It’s time at a public hospital in Staten Island (notice)

At the very onset of the COVID-19 pandemic in the spring of 2020, New York City became the nation’s epicenter. About a year later, New York City continues to have some of the highest rates in the country. The biggest hot spots for COVID-19 in New York City include communities in the southern Bronx, northern and southeastern Queens, and a particularly significant part of Staten Island.

With nearly 10,000 positive COVID-19 cases per 100,000 population, Staten Island currently has the highest per capita infection rate of the five boroughs. While Staten Island is the least populated borough, accounting for just 5% of the city’s population, as of December 2020, Staten Island managed to account for 25% of deaths from COVID-19. Many attribute these alarming rates to the prevalence of anti-mask groups on Staten Island, with the November and December rate hike largely due to the former administration’s campaign rallies.

However, the bad trends for Staten Island only continue two months after the start of the new year, leaving many wondering what could also be contributing to the way Staten Island is ravaged by COVID-19, especially the predominantly neighborhoods. black and latino located in the north. Bank.

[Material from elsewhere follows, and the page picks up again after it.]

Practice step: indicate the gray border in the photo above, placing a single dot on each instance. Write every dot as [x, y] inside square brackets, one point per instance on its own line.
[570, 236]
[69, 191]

While political culture is certainly a determining factor in these rates, there may be other factors to consider as well. Staten Island is the only borough in New York without a public hospital. There are only two hospitals on Staten Island, both private. This leaves many residents at a disadvantage, as public hospitals offer more financially equitable options for people with limited incomes and undocumented migrants. Residents of Staten Island are also geographically disadvantaged due to longer average travel times to hospitals.

The lack of public hospitals is also preventing Staten Island from being included in many COVID-19 plans to also increase hospital capacity, putting residents at an even greater disadvantage. In early April, when the city first announced its decision to increase medical staff, as well as intensive care unit beds, Staten Island was not included because the plan only applied to hospitals. public. Staten Island was once again left out when the city first sent military medics to city hospitals. Health care workers at Staten Island hospitals were also excluded from an $ 8.2 million fundraising effort from the city’s hospitals because only public hospitals were included.

Some believe the city is finally starting to recognize the needs of neighborhoods most impacted by COVID-19 when it announced the opening of two new mass vaccination sites on Staten Island, especially since the first vaccination site mass will open on the North Shore, where the predominantly black and Latino communities are found. However, many residents are concerned about why it took a global pandemic for New York City to realize just how poor our health care system really is, especially in some boroughs.

The COVID-19 pandemic is not where concerns should end for the needs of Staten Island residents. The office of the president of the borough has identified high levels of heart disease, chronic respiratory disease, obesity and diabetes as significant problems as well. It is clear that more efforts must be made to bridge the disparities in access to health care which have significant effects on the residents of the borough.

Some suggestions for reducing barriers to healthcare on Staten Island involve establishing a city-run hospital on the north shore of Staten Island where residents most affected by health and income inequalities reside, creating a ” an initiative to further increase preventive health care practices in all health establishments in the borough and the establishment of community health education that targets neighborhoods with the worst health outcomes in order to positively influence health choices.

Even though it is due to such unfortunate circumstances, this pandemic may be the wake-up call New York City needs to redouble its efforts to build a more equitable public infrastructure that will better serve its most neglected communities. , and, in turn, all the inhabitants of the city.

It’s time to build! After all is said and done, the bugle is that it is time for the development of a public hospital in the Borough of Staten Island.

(Folashad Fakoya, testing and tracing coordinator for the National Black Leadership Commission on Health, lives in Eltingville.)